An additional area of investigation that might prove fruitful is the interplay between natural products and the human gut microbiome. There are at least three ways one could conceptualize interactions between the gut microbiome and natural products that have antidepressant properties. The natural product could influence the microbiome by changing the makeup of the gut microbiome. This could be accomplished either directly by the bactericidal activity of the product or its metabolites or by introducing exogenous bacteria through probiotics to influence the gut microbiome. Such changes could impact gut permeability as well as the mucus immune and systemic immune systems. A third interaction between the gut microbiome and a natural product involves the metabolism of the natural product into active metabolites that can be absorbed into the portal circulation (Chen et al. 2016).

In summary, there is an exciting opportunity for many further studies of pharmacokinetic, pharmacodynamic, pharmacogenetic, and systems biology approaches to the investigation of natural products with antidepressant effects. These studies are necessary not only to better understand the mechanisms of actions of natural products and their metabolites but also to ensure the safety of patients employing these therapies.

5 Conclusions

Natural remedies show varying degrees of promise in mood disorders. With continued emergence of quality research studies on efficacy and safety, it is reasonable to expect that some remedies will attain status comparable to standard antidepressants, while others will remain as second-tier agents, and others may be discarded altogether, at least as potential psychotropics. Given the limitations of registered antidepressants, continued research into these agents is warranted so as to determine a place for each in the psychiatric armamentarium.

The best candidates for natural remedies are patients with mild illness who have a strong interest in trying a natural product or are reluctant about registered antidepressants.

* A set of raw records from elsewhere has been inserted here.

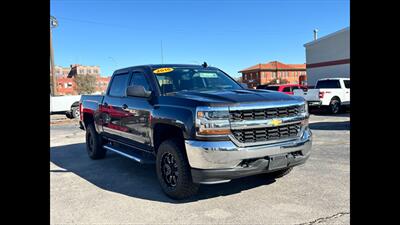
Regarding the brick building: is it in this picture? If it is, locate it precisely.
[54,64,111,95]
[239,61,307,88]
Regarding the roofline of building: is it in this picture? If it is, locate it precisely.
[303,26,350,47]
[239,67,307,73]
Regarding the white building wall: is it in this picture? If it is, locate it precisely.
[307,63,350,85]
[304,27,350,85]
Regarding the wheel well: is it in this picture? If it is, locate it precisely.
[83,113,94,127]
[153,124,184,152]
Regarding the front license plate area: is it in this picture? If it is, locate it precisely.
[268,154,288,170]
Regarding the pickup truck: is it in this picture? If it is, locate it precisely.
[293,78,350,114]
[79,64,312,199]
[50,95,81,119]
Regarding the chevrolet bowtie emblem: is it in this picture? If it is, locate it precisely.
[269,119,282,127]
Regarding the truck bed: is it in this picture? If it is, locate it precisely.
[80,95,104,116]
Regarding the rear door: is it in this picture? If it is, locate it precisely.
[99,72,130,141]
[121,70,153,150]
[343,79,350,104]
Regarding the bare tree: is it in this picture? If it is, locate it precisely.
[75,74,97,95]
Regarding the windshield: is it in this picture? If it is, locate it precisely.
[153,67,243,95]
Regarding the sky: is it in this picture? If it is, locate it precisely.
[50,0,350,77]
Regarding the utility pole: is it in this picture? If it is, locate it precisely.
[50,16,58,96]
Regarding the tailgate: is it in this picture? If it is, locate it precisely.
[293,89,319,102]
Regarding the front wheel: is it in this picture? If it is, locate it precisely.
[156,139,199,199]
[86,124,106,159]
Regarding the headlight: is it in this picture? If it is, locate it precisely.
[196,107,231,135]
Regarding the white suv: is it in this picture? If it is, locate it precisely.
[293,78,350,114]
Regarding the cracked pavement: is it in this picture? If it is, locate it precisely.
[50,114,350,225]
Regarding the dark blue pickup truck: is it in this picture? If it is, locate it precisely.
[80,64,312,199]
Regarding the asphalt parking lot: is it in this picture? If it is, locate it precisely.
[50,113,350,224]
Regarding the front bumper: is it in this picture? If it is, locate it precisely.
[307,101,322,106]
[185,127,312,183]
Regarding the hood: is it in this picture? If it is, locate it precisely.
[168,89,304,105]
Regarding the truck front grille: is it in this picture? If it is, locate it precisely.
[232,123,301,143]
[230,106,300,121]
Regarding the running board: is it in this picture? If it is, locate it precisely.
[103,145,154,164]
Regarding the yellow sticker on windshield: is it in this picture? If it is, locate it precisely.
[153,68,174,74]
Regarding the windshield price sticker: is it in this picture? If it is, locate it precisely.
[153,68,174,74]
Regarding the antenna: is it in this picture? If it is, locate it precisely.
[161,40,164,64]
[314,29,318,41]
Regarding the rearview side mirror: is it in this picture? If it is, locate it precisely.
[126,85,151,98]
[239,83,249,89]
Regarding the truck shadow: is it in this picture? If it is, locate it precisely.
[50,143,275,204]
[309,121,350,130]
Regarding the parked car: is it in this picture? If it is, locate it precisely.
[257,84,307,95]
[294,78,350,114]
[50,95,81,119]
[79,64,312,199]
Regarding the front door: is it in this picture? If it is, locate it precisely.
[121,71,153,150]
[99,73,130,140]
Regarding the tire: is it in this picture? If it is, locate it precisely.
[86,124,106,159]
[265,167,293,178]
[329,99,340,114]
[156,139,200,199]
[71,107,80,118]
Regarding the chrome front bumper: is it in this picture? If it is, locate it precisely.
[185,126,312,169]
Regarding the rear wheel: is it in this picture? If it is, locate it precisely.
[156,139,199,199]
[86,123,106,159]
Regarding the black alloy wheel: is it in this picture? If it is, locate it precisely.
[161,152,179,187]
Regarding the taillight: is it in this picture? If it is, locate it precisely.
[79,102,83,121]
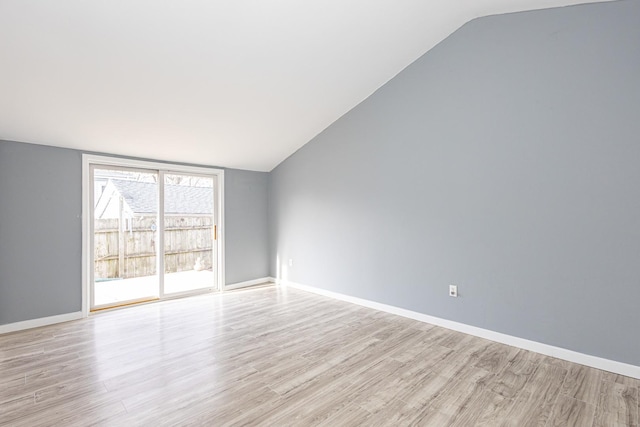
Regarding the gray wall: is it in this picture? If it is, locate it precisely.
[0,141,82,324]
[0,141,269,325]
[224,169,269,284]
[269,0,640,365]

These individuals are unlikely to suffer from trying a natural agent and can later decide to try a standard agent if the natural remedy proves ineffective. There are also patients who have tried many or most registered antidepressants without benefit, often finding them ineffective or the side effects intolerable. These individuals may also want to try natural remedies, in combination with or as an alternative to standard agents. But these patients are generally more difficult to treat and may not be the optimal candidates for relatively unproven therapies, in view of the risks of untreated or undertreated depression. Clinicians whose patients are considering natural antidepressants should discuss them in depth with their patients and review the pros and cons, particularly efficacy and safety as well as cost-effectiveness.